La joie comme mode de vie

Si nous pouvons admettre que la joie est meilleure pour la santé, la peur, n’est cependant pas si inutile en réalité. Bien souvent, nous fluctuons de l’un à l’autre en terrain-vagues plus ou moins importantes. Comme nous pouvons nous efforcer de vivre heureux, et cela ne demande alors qu’une manière différente de voir les événements extérieurs à soi, la peur reste assez souvent un obstacle plus ou moins dressé qu’il faudra apprendre à dépasser ou à contourner. Pourtant, la difficulté d’y faire face est parfois si grande qu’elle est largement exploitée par des groupes politiques, pharmaceutiques, industriels, patronales, et relationnelles. Comment faire alors ? Comment faire pour être “plus serein” ou pour “vivre en toute quiétude” dans un monde qui nous en demande toujours un peu plus ? Que gagnons-nous à l’être, que perdons-nous à ne pas l’être ?

Pour aller du côté de “la joie”, j’ai choisi de commencer par faire l’apologie de “la peur”. Ce sera le point de départ, car il me semble important de la reconnaître pour qu’elle ne nous atteigne plus par surprise.

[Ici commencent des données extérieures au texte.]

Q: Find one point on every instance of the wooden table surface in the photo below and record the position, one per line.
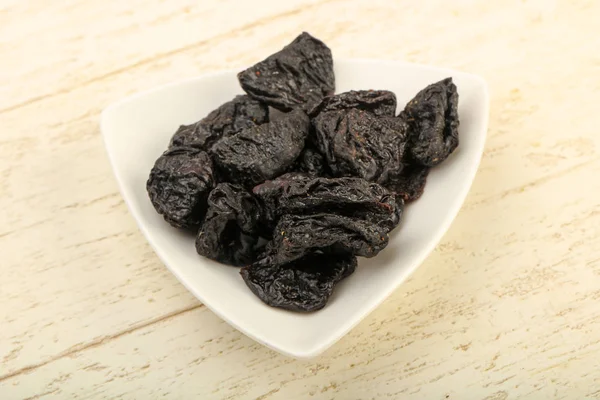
(506, 307)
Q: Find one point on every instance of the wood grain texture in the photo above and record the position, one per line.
(506, 307)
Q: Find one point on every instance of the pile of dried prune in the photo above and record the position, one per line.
(292, 182)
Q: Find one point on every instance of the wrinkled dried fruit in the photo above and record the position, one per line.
(310, 162)
(433, 123)
(241, 113)
(296, 236)
(229, 230)
(352, 197)
(257, 154)
(179, 184)
(303, 285)
(358, 143)
(410, 184)
(298, 76)
(377, 102)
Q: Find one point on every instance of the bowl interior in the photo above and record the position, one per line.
(136, 131)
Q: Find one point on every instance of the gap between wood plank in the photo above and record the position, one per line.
(98, 342)
(183, 49)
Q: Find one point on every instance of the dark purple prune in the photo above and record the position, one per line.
(241, 113)
(179, 184)
(254, 155)
(229, 231)
(298, 235)
(433, 123)
(298, 76)
(358, 143)
(351, 197)
(310, 162)
(410, 184)
(303, 285)
(377, 102)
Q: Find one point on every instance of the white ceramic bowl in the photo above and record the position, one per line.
(137, 129)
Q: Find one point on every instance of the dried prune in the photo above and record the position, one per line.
(298, 76)
(358, 143)
(303, 285)
(310, 162)
(179, 184)
(241, 113)
(378, 102)
(432, 116)
(229, 231)
(352, 197)
(298, 235)
(254, 155)
(410, 184)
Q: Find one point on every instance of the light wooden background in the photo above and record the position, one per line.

Quand on l’aura comprise, nous remontrons progressivement de l’autre côté, vers la joie. Oh ce sera subtile, croyez-moi. Car tout se confond dans l’émotionnel. L’objectif ? Ça dépendra surtout de vous et de ce que vous aurez envie d’atteindre. Bonne route.

Pour commencer, force est de constater que nous vivons dans un environnement cerné par la peur : la peur de l’autre, la peur d’aimer, la peur de vivre, etc. Nous passons notre temps à avoir peur ou à nous faire peur. On peut imaginer cet état d’esprit limité par une barrière, physique et infranchissable – si si, en plus vous ne savez pas qu’elle existe ! D’un côté, il y a un état d’être conquis par la peur, et de l’autre, un autre état d’esprit conquis par “autre chose” mais qui n’est pas de la peur. J’ai parlé plus haut de “quiétude” : si vous comprenez intimement ce mot, vous sentez à coup sûr toute la paix qui s’en dégage, avec l’idée de quelque chose de “posé”, que la difficulté n’atteint pas, etc. A travers cette quiétude s’exprime également une joie, profonde et dévorante, intérieure et extérieure qui attire et qui repousse son contraire. Je suis sûr que vous avez déjà rencontré des gens qui le vivent comme ça. Et vous avez sûrement éprouvé des choses particulières avec eux, un peu comme si cette manière d’être déteignait sur vous, à leur contact… C’est un peu vrai, mais vous avez aussi remarqué que ça ne dure pas.

Ça ne dure pas parce que vous n’en êtes pas encore là. Après cette rencontre, vous retombez dans vos schémas, selon l’état du moment. Pour que ça dure, il faut que vous le viviez à votre tour complètement. En effet, les émotions vous divisent alors qu’il serait souhaitable de les vivre entier. C’est pourtant simple ! Il suffit d’essayer…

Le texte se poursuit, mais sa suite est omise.